Abstract
In order to improve the accuracy and robustness of targets tracking and positioning, this paper proposes a particle filter algorithm based on multi-feature fusion. According to the diversity of character information, a multi-feature fusion strategy based on color, texture, and edge character has been developed, which can realize the comprehensive utilization of various visual features information. A feature criterion function has been addressed to the weighted strategy of multi-feature fusion, which can adjust adaptively the weight of feature and enhance the reliability of target tracking.
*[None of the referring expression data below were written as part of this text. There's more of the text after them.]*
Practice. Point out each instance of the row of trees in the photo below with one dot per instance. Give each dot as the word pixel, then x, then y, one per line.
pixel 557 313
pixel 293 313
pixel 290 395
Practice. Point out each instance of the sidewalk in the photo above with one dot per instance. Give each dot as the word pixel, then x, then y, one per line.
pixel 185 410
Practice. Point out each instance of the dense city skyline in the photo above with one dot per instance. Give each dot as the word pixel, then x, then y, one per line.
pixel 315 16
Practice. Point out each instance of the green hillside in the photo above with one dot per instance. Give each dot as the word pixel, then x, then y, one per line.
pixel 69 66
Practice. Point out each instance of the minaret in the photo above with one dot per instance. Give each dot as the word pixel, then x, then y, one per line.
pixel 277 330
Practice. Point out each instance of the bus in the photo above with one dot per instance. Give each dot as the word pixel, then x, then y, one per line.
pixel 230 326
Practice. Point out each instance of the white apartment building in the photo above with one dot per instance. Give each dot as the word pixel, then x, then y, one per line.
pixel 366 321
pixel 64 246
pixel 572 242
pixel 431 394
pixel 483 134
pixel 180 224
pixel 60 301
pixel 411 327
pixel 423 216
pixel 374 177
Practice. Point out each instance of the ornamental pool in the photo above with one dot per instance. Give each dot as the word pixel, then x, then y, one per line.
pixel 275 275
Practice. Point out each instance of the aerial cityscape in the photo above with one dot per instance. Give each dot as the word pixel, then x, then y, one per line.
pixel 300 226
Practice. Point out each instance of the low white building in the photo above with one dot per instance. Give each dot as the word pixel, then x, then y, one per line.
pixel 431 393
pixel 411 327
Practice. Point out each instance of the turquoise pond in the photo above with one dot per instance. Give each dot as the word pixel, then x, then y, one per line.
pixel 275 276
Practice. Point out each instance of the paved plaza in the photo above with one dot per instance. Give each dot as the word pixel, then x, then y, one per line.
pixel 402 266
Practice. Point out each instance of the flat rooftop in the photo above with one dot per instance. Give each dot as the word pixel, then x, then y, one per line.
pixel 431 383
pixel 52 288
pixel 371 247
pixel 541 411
Combined with binocular stereo vision technology, this algorithm can locate the target by calculating the geometrical relationship between the correspondence pixel points and spatial points. The test results show that the algorithm can realize the target tracking and positioning more accurately.
Access provided by Autonomous University of Puebla. Download conference paper PDF
Similar content being viewed by others
Keywords
- Multi-feature fusion
- Adaptive weights
- Particle filter
- Target tracking
- Binocular stereo vision
- Target positioning
1 Introduction
Target tracking and locating is a prosperous research filed in computer vision which can be applied to many fields such as the pedestrian tracking [1], security surveillance, intelligent transportation, military, etc. However, restricted by the complex environment, positioning accuracy and device factor, the target tracking and locating methods still remain to be further improved.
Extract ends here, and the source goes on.